I play this on the pipes, but, of course, without the G sharps  Big Grin

(31-08-2019, 08:43 PM)boxplayer4000 Wrote: Pipemajor.
Thanks.
The difficulty with a G natural on the pipes is that it is not quite the same as that on other instruments. There is no hard and fast rule, as far as I know, for accordionists (etc) playing pipe music to use either G natural or G sharp.
Tunes such as ‘Bonawe Highlanders’ and ‘Campbells’ Farewell to Redcastle’ seem at ease with G natural while other tunes feel better with G sharp.
 At one time most pipes seemed to be tuned to B flat. This made playing with other instruments, particularly brass, easy. (Amazing Grace, Mull of Kintyre etc).
A lot of tunings nowadays are somewhere in the C/C sharp area and much less accessible for other instruments.
Maybe the pipers are telling us something!
I'm totally with you on the G/G sharp. In fact, a lot of pipe tunes would sound better on the pipes with a G sharp, but we have to play with the notes we have.
With regard to the tuning of pipes of pipes getting higher as time goes by.

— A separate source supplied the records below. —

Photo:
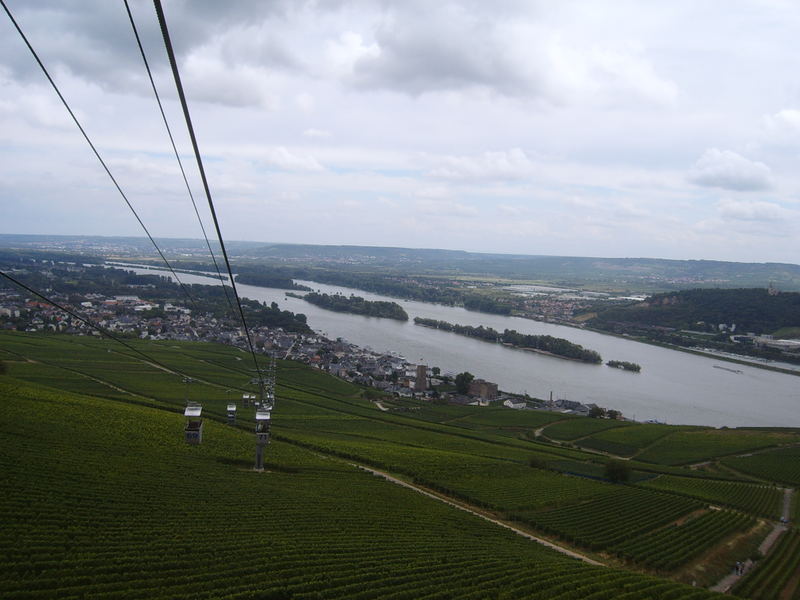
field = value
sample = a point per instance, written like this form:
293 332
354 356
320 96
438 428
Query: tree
617 471
462 382
596 412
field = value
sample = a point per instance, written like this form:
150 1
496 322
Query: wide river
673 386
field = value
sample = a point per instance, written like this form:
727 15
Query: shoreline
742 361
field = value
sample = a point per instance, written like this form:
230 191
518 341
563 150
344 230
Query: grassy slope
472 461
104 500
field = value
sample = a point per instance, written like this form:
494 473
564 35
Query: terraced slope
102 499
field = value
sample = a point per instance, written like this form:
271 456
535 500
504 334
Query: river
673 387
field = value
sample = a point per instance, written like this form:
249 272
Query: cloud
743 210
210 79
316 133
444 208
731 171
783 126
510 165
457 46
285 159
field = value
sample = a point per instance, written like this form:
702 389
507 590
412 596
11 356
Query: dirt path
524 534
767 544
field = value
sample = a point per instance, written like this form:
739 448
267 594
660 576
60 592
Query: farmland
487 458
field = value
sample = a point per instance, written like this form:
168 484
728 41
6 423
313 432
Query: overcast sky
620 128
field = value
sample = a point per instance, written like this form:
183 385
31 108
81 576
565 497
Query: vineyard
686 447
627 441
779 572
761 500
155 518
100 464
668 548
578 428
782 465
611 519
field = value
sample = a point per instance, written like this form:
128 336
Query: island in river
357 305
539 343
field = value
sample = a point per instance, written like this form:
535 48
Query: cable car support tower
264 412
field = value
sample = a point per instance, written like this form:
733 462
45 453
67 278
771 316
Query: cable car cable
176 75
94 326
91 145
175 150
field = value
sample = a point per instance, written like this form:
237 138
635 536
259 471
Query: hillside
651 274
106 500
750 309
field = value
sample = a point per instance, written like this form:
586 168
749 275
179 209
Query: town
391 375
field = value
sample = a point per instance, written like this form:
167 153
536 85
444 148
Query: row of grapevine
104 500
687 447
607 521
781 465
757 499
772 575
670 547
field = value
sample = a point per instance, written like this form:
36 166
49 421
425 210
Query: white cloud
731 171
783 126
344 52
743 210
316 133
283 158
509 165
210 79
444 208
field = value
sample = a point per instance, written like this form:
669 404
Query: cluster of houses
131 316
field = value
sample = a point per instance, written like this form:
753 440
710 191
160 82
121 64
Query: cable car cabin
263 420
193 431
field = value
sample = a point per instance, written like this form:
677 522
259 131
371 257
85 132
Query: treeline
624 364
409 288
543 343
750 309
270 279
423 289
358 305
74 282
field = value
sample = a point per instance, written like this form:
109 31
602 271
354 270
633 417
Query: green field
764 500
627 441
105 500
777 577
687 447
782 465
114 436
578 428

This has been brought about by competitions.
In the old days pipes were roughly in the key of A and military pipe bands used the drums tensioned by rope, and so they were limited in the tension they could get on the drum skins without splitting them.
With the advent of graded pipe band competitions, competed by virtual professional pipe bands with big sponsorship money for the top bands, the drums took a more important place in the band and , with synthetic skins and high tension drums, a more machine gun like sound could be produced. this led to pipe chanters being raised in pitch to blend in with the drums, and, over the years, the pitch got higher and higher. Of course, pipe makers were happy to comply as it was more trade for them and also a grade 1 pipe band winning a major competition playing their pipes was obviously very good publicity for them.
I'm not convinced that it did piping as a whole any great favours , but that's a whole new can of worms.
The pipe bands I play in  don't enter competitions as a matter of policy. We play for enjoyment of the music, not to practice 3 tunes 
to perfection for 6 months to play for 5 minutes in a competition.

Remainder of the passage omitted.